В течение пятидесяти или шестидесяти лет я старался поддерживать Порядок Вещей, сознательно создавая у людей иллюзию того, что это они «куда-то движутся». Я не прочь делать это и впредь. Однако случилось нечто ужасное, и теперь я протестую.
Это ничего, что мне вечно приходится двигаться в противоположных направлениях одновременно; я не против весьма неприятной для меня скорости — 60–70 миль в час. Я готов продолжать жить так до своего смертного часа, пока сам не рухну на землю или меня выкорчуют с помощью бульдозера. Это моя работа, в конце концов. Однако я решительно возражаю против того, чтобы меня делали вечным!

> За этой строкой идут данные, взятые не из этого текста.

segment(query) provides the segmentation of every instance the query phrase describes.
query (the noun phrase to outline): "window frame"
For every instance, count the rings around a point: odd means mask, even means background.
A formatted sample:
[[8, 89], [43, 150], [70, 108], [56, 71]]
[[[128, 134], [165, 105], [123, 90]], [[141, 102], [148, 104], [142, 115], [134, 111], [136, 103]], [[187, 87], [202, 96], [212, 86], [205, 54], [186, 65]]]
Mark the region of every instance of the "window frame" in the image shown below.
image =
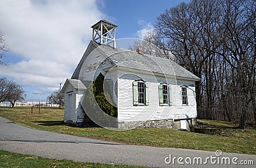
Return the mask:
[[[143, 84], [143, 88], [140, 87], [139, 85]], [[141, 92], [143, 88], [143, 92]], [[149, 104], [149, 95], [148, 95], [148, 84], [143, 80], [135, 80], [132, 83], [133, 90], [133, 105], [148, 105]], [[143, 94], [143, 103], [140, 101], [140, 95]]]
[[[185, 89], [185, 90], [184, 91], [184, 89]], [[185, 93], [185, 94], [184, 94], [184, 93]], [[182, 105], [188, 105], [188, 87], [186, 87], [186, 86], [181, 87], [181, 97], [182, 97]]]
[[[164, 87], [166, 87], [166, 89], [164, 89]], [[164, 91], [167, 92], [167, 94], [164, 94]], [[172, 86], [167, 84], [159, 84], [159, 85], [158, 86], [158, 91], [159, 105], [172, 105]], [[166, 98], [164, 98], [164, 96], [166, 97]], [[164, 100], [166, 100], [166, 102]]]
[[[142, 87], [140, 87], [142, 85]], [[145, 98], [145, 96], [146, 96], [146, 88], [145, 88], [145, 82], [142, 82], [142, 81], [138, 81], [138, 105], [145, 105], [146, 104], [146, 98]], [[143, 89], [143, 92], [140, 91], [140, 89], [142, 90]], [[140, 98], [140, 95], [142, 95], [142, 100], [143, 102], [140, 102], [140, 100], [141, 99], [141, 98]]]

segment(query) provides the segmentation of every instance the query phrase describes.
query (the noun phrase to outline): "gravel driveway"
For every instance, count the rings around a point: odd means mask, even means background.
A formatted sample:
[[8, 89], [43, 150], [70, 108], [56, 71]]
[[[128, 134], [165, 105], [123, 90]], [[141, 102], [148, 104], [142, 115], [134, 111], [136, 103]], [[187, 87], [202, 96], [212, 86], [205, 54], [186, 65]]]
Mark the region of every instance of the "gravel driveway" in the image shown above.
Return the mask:
[[[252, 165], [241, 165], [243, 160], [245, 160], [244, 163], [252, 160], [256, 164], [256, 155], [253, 155], [223, 153], [217, 157], [214, 151], [126, 145], [33, 130], [3, 118], [0, 118], [0, 149], [82, 162], [156, 167], [254, 167]], [[173, 164], [174, 157], [180, 158], [175, 158]], [[197, 162], [200, 163], [200, 158], [203, 164], [197, 164]], [[230, 164], [225, 164], [227, 158]], [[189, 164], [190, 159], [192, 165]], [[221, 160], [224, 164], [221, 164]]]

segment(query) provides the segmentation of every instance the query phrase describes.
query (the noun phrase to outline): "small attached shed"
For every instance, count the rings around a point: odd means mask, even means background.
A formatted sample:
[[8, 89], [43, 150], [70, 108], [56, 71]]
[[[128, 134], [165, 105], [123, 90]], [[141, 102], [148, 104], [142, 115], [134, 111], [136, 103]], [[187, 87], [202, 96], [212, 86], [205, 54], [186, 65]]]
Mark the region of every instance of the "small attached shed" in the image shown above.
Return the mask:
[[68, 79], [61, 91], [64, 93], [64, 123], [81, 123], [84, 120], [84, 112], [81, 105], [83, 94], [86, 88], [80, 80]]

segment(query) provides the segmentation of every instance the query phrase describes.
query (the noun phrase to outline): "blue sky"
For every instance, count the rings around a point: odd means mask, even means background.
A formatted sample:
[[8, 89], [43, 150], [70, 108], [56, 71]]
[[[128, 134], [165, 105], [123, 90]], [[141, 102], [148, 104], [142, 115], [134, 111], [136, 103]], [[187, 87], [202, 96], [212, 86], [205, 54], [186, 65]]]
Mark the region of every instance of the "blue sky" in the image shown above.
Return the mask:
[[70, 78], [100, 19], [118, 26], [116, 38], [141, 38], [172, 0], [3, 0], [0, 29], [12, 51], [0, 77], [20, 84], [26, 100], [45, 101]]

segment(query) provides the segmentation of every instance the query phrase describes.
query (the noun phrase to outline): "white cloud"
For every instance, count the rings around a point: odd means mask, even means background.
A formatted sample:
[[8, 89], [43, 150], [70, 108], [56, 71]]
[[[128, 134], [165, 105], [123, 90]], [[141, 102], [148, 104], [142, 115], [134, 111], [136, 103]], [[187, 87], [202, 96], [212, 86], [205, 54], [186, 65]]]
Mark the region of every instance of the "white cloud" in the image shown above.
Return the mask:
[[12, 54], [24, 60], [0, 66], [0, 75], [23, 86], [64, 82], [92, 38], [90, 27], [106, 17], [96, 0], [1, 1], [0, 29]]
[[154, 26], [150, 22], [147, 22], [144, 20], [138, 21], [138, 24], [141, 27], [141, 29], [138, 31], [137, 35], [139, 38], [143, 39], [144, 36], [148, 33], [152, 31], [154, 29]]

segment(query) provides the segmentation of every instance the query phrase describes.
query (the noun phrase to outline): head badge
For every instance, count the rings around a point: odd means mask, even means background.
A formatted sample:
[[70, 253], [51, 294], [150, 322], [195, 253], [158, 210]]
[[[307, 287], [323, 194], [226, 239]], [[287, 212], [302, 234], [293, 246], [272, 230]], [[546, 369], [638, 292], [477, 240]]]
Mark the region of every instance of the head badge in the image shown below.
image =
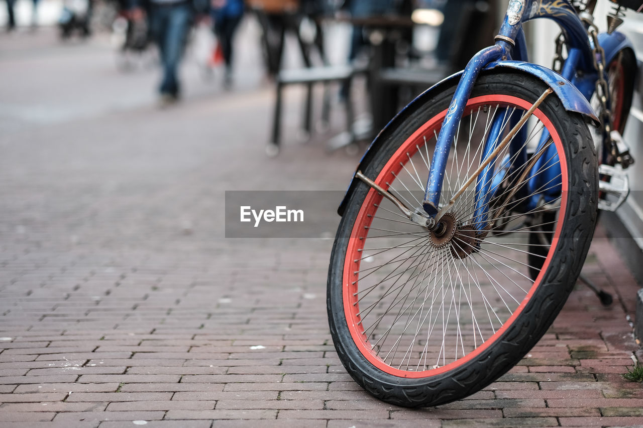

Я не имею к Вечности ни малейшего отношения. Я дуб, не более того, но и не менее. У меня есть определенные обязанности, и я их выполняю. У меня есть и свои маленькие радости, хотя я их получаю все реже и реже, поскольку птиц становится все меньше и меньше, а ветер превратился в зловонное дыхание. Но я — хоть я, возможно, и долгожитель — имею, черт побери, право на непостоянство! Я смертен — и в этом моя привилегия. Которую у меня отняли!
Отняли год назад, мартовским дождливым вечером.
В тот вечер стаи машин как всегда с грохотом дергались на дороге, мчавшейся в обоих направлениях, а я был так занят бесконечными увеличениями и уменьшениями, к тому же так быстро темнело, что я заметил непорядок, лишь когда это уже произошло. В одной из машин водитель явно решил, что его желание «куда-то ехать» важнее, чем у всех прочих, и попытался обогнать автомобиль, ехавший перед ним. Этот маневр предполагает временное искажение Направления Пути и перемещение предмета на ту сторону дороги, которая обычно движется в обратном направлении (могу отметить, что высоко ценю Дорогу и восхищаюсь ее мастерством в осуществлении подобных маневров, которые, должно быть, чрезвычайно сложны для неживого существа, созданного руками человека). Однако, когда первая машина выехала на полосу встречного движения, ей навстречу двигалась другая машина, оказавшаяся от нее чересчур близко, чтобы что-то предпринять. Дорога тоже ничего не могла с этим поделать — она, как всегда, была чрезвычайно загружена. Пытаясь избежать лобового столкновения, машина, и без того нарушившая Направление Пути, полностью его изменила, заставив дорогу изогнуться петлей с севера на юг, а меня — прыгнуть прямо на середину шоссе. Выбора у меня не оставалось: вынужденный двигаться со скоростью восемьдесят пять миль в час, я после прыжка необычайно быстро вырос до угрожающих размеров и… ударил эту машину.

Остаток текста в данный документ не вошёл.